Find the area of a triangle ABC with vertices
A(2, 3), B(4, 7) and C(7, 3)
A. 20 1
2
π’πππ‘π 2.
B. β10 π’πππ‘π 2
C. 10 1
2
π’πππ‘π 2
D. 10 π’πππ‘π 2
We can use the formula for the area of a triangle given its vertices:
Area = 1/2 |(x1(y2-y3) + x2(y3-y1) + x3(y1-y2))|
Substituting the coordinates of our triangle, we get:
Area = 1/2 |(2(7-3) + 4(3-3) + 7(3-7))|
Simplifying, we get:
Area = 1/2 |(-4)|
Area = 2
Therefore, the answer is A. 20/2 = 10 square units.
To find the area of a triangle with given vertices, you can use the formula for the area of a triangle:
Area = (1/2) * base * height
where the base is the length of any one side of the triangle and the height is the perpendicular distance from the base to the opposite vertex.
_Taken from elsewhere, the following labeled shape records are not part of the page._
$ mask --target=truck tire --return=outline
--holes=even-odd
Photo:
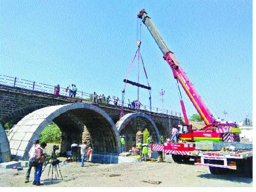
[[[174,155],[172,154],[171,157],[175,163],[180,163],[182,162],[183,157],[181,155]]]
[[[217,170],[214,166],[209,166],[210,172],[212,174],[217,174]]]
[[[244,176],[249,178],[252,178],[252,157],[249,157],[245,161],[243,165]]]
[[[190,156],[188,155],[183,155],[182,156],[182,160],[184,162],[184,163],[188,163],[190,160]]]
[[[214,175],[224,175],[228,172],[229,169],[209,166],[210,173]]]

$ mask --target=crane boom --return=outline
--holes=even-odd
[[[192,102],[202,120],[207,126],[212,125],[216,120],[215,117],[204,103],[201,97],[192,84],[192,82],[187,76],[185,73],[181,68],[180,65],[176,59],[174,53],[171,51],[171,49],[155,28],[151,18],[148,15],[144,9],[141,10],[138,13],[137,16],[139,18],[142,19],[143,23],[146,25],[151,34],[151,35],[162,52],[164,59],[170,66],[174,78],[177,79],[182,85],[182,88]]]

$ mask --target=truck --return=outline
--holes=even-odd
[[[235,122],[216,119],[203,102],[191,81],[176,59],[144,9],[137,14],[138,18],[154,38],[168,63],[176,80],[185,123],[180,127],[180,138],[176,143],[154,144],[152,151],[171,154],[176,163],[193,158],[194,165],[208,166],[213,174],[242,172],[252,177],[252,144],[240,141],[241,129]],[[188,96],[205,126],[197,130],[190,124],[180,90],[179,84]]]

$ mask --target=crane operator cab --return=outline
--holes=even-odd
[[[192,125],[179,125],[179,133],[180,135],[180,140],[190,141],[192,140]]]

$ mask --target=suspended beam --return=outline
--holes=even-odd
[[[137,86],[137,87],[141,87],[141,88],[146,88],[146,90],[151,90],[151,87],[148,87],[148,86],[146,86],[146,85],[141,85],[141,84],[138,84],[137,82],[133,82],[133,81],[129,80],[128,79],[127,79],[127,80],[126,79],[124,79],[124,82],[125,82],[126,84],[131,84],[132,85]]]

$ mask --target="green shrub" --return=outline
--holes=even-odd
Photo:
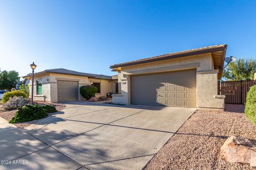
[[[9,121],[10,123],[16,123],[36,120],[46,117],[49,113],[55,112],[55,107],[50,105],[25,105],[19,108],[14,116]]]
[[[3,100],[3,103],[5,103],[8,100],[9,100],[9,98],[13,98],[14,96],[19,97],[19,96],[22,96],[23,98],[27,98],[28,97],[27,95],[25,94],[24,92],[22,91],[19,91],[18,90],[15,90],[11,92],[7,92],[4,94],[3,97],[2,98],[2,100]]]
[[[95,96],[98,89],[92,85],[83,86],[80,87],[80,94],[84,98],[90,99],[91,97]]]
[[[247,94],[245,113],[247,118],[256,125],[256,85],[252,86]]]
[[[28,97],[29,95],[29,85],[25,86],[24,84],[22,84],[19,87],[20,91],[23,92],[27,95],[27,97]]]

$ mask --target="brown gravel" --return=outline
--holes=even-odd
[[[243,112],[243,105],[227,105],[225,110]],[[236,110],[235,110],[236,108]],[[249,164],[229,163],[220,148],[231,135],[256,139],[256,126],[244,114],[196,111],[147,165],[146,169],[256,169]]]
[[[47,103],[45,101],[36,101],[35,103],[36,103],[38,105],[50,105],[55,106],[56,109],[59,112],[63,109],[66,107],[66,105],[63,104],[59,104],[59,103]],[[0,107],[2,107],[1,105],[0,105]],[[17,112],[17,109],[12,109],[12,110],[0,110],[0,117],[3,117],[6,121],[9,121],[12,119],[13,116],[14,116],[15,113]],[[58,113],[58,112],[55,113],[50,113],[49,114],[49,116],[52,115],[54,114]],[[35,122],[37,122],[39,120],[34,120],[30,122],[22,122],[20,123],[14,123],[16,126],[20,129],[23,129],[26,127],[27,127],[30,125],[32,124],[35,123]]]

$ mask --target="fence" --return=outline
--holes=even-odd
[[[225,103],[244,104],[250,88],[256,84],[256,81],[233,81],[218,82],[218,94],[225,95]]]

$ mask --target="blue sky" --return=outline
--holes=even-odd
[[[112,64],[227,44],[256,58],[256,1],[0,0],[0,68],[113,75]]]

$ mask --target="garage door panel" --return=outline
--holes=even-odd
[[[195,69],[131,76],[131,103],[196,107]]]
[[[78,83],[77,81],[57,81],[58,101],[70,101],[78,100]]]

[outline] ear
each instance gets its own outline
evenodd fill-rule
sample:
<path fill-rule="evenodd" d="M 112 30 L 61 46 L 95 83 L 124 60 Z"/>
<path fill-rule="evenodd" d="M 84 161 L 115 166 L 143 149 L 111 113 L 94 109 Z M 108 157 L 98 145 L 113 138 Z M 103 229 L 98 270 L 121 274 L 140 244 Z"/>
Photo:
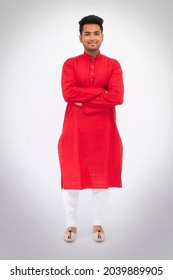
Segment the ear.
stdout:
<path fill-rule="evenodd" d="M 82 35 L 79 35 L 79 41 L 82 43 Z"/>

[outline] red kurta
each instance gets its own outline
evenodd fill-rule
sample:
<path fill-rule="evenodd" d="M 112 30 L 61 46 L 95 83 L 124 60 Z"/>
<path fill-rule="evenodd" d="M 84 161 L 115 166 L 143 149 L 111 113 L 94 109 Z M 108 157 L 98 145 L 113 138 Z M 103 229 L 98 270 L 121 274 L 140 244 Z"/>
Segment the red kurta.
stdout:
<path fill-rule="evenodd" d="M 62 92 L 68 103 L 58 142 L 62 188 L 121 187 L 115 114 L 124 93 L 120 64 L 100 53 L 95 59 L 86 53 L 70 58 L 62 69 Z"/>

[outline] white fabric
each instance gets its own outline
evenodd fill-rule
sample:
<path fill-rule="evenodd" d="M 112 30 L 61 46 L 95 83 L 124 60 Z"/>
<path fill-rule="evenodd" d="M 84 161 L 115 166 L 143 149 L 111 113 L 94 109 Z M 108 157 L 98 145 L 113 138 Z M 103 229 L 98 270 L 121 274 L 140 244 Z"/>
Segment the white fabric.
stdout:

In this case, let's consider AB as the base and the point C as the opposite vertex. To find the length of AB, we can use the distance formula:
Length of AB = β((x2 - x1)^2 + (y2 - y1)^2) = β((4 - 2)^2 + (7 - 3)^2) = β(2^2 + 4^2) = β20
Now, let's find the height of the triangle. The height is the perpendicular distance from the point C to AB. To find this distance, we need to calculate the slope of AB and then find the equation of the line perpendicular to AB passing through C.
Slope of AB = (y2 - y1)/(x2 - x1) = (7 - 3)/(4 - 2) = 4/2 = 2
Since the slope of the perpendicular line is the negative reciprocal of the slope of AB, the slope of the perpendicular line passing through C is -1/2.
Using point-slope form, we can write the equation of the perpendicular line passing through C:
y - y1 = m(x - x1), where (x1, y1) = (7, 3) and m = -1/2
y - 3 = (-1/2)(x - 7)
2(y - 3) = -x + 7
2y - 6 = -x + 7
2y + x = 13
Now, we can find the point of intersection of the lines AB and the line perpendicular to AB passing through C. Solving the system of equations:
y = 2x - 1
2y + x = 13
We get x = 3 and y = 5. Therefore, the height of the triangle h = 5.
Now, we can calculate the area using the formula:
Area = (1/2) * base * height
= (1/2) * β20 * 5
Simplifying, we have:
Area = (1/2) * β(4*5) * 5
= (1/2) * β20 * β5
= β5 * β4
Therefore, the area of triangle ABC is β20 units^2, which is option B.